There's some good news for employees of Tesla that haven't yet been laid off, and are burning the midnight oil working tirelessly for their visionary leader
Tony Stark Elon Musk: the company is now offering them personal loans that can be paid back directly from their paychecks, according to CNBC.
As if going into the insurance business (please clap) wasn't enough of a pivot for Tesla of late, the company is now also apparently going to try its hand in loansharking... to its own employees. The loans will be facilitated through London-based fintech start-up Salary Finance, and funded via its partner Axos Bank.
The plan is being pitched as a way for employees to "borrow money at relatively affordable rates", where the key word, of course, is relatively.
Salary Finance is in the business of letting workers borrow up to 20% of their salary and pay it back at rates under 5%, although the "under" tends to be loose. Tesla is referring to this plan as a "financial well being" benefit, as if charging employees 5% interest is somehow a convenience. Though, it doesn't surprise us entirely that a company with over $11 billion in debt is following this line of logic.

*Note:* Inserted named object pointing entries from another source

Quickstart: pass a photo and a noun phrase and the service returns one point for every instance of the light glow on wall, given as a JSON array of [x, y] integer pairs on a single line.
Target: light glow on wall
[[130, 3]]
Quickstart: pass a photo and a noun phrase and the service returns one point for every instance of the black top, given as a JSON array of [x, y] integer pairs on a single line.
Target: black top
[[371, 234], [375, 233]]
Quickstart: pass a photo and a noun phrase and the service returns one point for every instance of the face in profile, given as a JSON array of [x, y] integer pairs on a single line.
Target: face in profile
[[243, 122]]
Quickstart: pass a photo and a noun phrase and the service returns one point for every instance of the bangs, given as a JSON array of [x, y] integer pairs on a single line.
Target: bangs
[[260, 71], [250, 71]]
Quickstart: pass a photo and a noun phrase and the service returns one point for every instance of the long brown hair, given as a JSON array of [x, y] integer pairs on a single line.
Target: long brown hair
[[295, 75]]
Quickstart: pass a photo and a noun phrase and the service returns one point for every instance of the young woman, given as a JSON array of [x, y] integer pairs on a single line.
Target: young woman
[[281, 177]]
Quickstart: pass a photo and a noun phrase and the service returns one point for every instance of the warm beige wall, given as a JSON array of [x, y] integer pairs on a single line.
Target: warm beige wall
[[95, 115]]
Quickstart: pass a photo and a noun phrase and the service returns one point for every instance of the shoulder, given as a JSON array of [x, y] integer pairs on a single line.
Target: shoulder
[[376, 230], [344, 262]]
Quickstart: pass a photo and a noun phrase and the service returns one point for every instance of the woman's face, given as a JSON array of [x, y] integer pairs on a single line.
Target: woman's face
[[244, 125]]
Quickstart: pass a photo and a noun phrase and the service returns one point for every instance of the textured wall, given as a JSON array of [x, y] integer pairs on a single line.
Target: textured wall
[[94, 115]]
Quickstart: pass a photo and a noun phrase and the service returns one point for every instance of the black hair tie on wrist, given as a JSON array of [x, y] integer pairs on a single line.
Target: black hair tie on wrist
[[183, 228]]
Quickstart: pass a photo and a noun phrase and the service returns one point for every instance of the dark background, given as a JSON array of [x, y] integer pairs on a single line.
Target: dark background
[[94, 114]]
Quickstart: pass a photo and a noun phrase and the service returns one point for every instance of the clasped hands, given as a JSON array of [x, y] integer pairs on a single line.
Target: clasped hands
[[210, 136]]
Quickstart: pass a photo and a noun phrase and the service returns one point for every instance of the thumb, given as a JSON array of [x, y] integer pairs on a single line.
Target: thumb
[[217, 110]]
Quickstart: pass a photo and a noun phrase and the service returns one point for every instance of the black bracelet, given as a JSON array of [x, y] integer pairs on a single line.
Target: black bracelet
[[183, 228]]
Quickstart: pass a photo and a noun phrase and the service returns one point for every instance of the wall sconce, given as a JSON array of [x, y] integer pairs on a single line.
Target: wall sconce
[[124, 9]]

Tesla says that the plan is a way for employees to "handle their debt and expenses without turning to higher-cost alternatives like a 401k loan, credit cards with a high annual percentage rate, or traditional payday loans." Cynics have seen right through these explanations, and believe this is a way for the company to avoid its employees being "forced" to liquidate their TSLA stock, especially as it drops ever lower, and subjects an increase number of them to margin calls.
Current employees, however, don't seem to excited about the idea.

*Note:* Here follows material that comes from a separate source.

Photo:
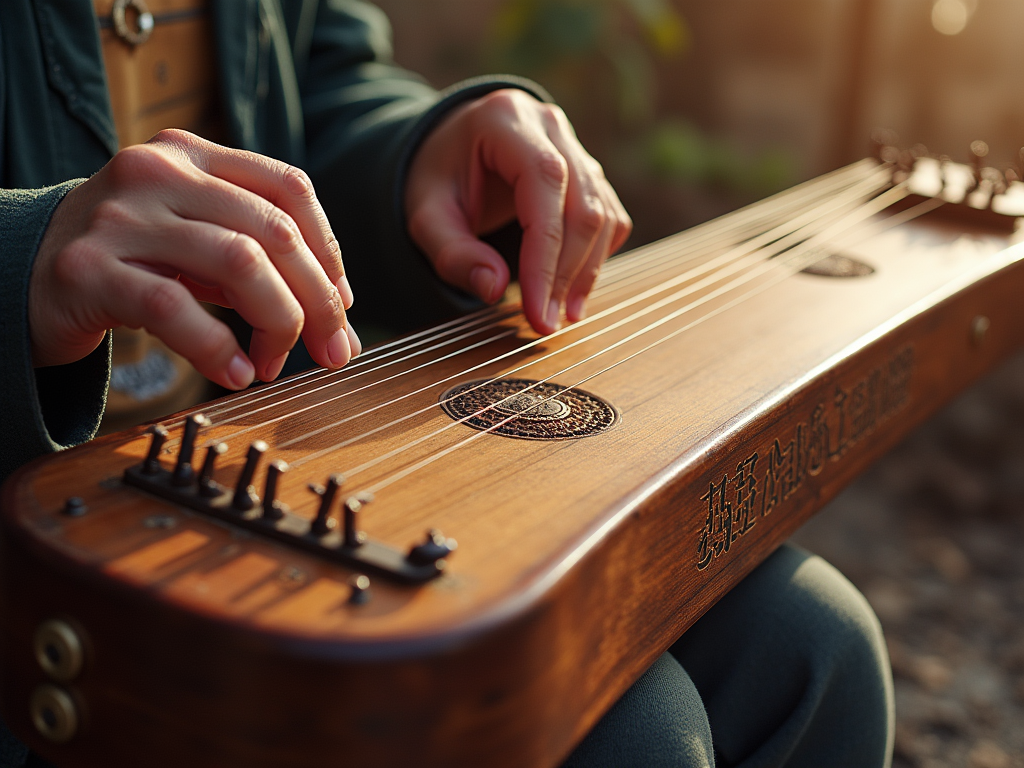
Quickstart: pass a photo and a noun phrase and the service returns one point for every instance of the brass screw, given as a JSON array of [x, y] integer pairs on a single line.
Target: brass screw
[[58, 650], [53, 713]]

CNBC spoke to three employees who said that they view employee loans as a "band-aid". Maybe Tesla should promote these three employees to their accounting department for a couple days - sounds like they may be able to clean up some of the company's finances. Instead, employees are only asking for the basics: "more predictable income from a set, 40 hour work week" as Tesla is notorious for asking its employees to change hours, change departments and change schedules on the fly:
In recent weeks, for example, Tesla sent workers home early from their shifts after glitches at the Fremont car plant. In the production line under the tent at the site, conveyors have broken down at the point where cars are carried forward for “battery marriage,” where workers install heavy battery packs into the Model 3 sedans and join two halves of the cars together. Inside the main building, there have been troubles with camera calibration, where employees test the in-vehicle cameras on a Model 3 to make sure they are working properly in concert with sensors to enable Tesla’s semi-autonomous-driving features.

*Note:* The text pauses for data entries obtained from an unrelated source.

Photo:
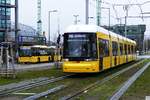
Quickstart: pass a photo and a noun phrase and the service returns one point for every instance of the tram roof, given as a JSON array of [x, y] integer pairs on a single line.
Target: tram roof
[[94, 29], [85, 28]]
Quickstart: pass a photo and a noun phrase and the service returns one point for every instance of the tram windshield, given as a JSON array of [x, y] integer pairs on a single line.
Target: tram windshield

Tesla also told some workers not to come in to work at the Gigafactory during what employees described as unexpected maintenance and cleaning.
Six additional employees said that raises and bonuses typically "don’t cover cost-of-living increases." Other employees said that the company caps raises at about 2%, even for those with the best performance ratings by their managers. One employee recalled getting an annual raise of less than 1% and three shares of stock as a bonus after a year of "good, but not spectacular" performance.
Social media seems to be enjoying the news:
I haven't read details yet but I surmise it is loans against your shares so you don't need to add more selling pressure to the markets. $tsla— deltahedgejohnny (@deltahedgejohn1) May 2, 2019
And is it us, or does Tesla recently seem to be trying to tap into all different kinds cash flow ideas - except selling cars?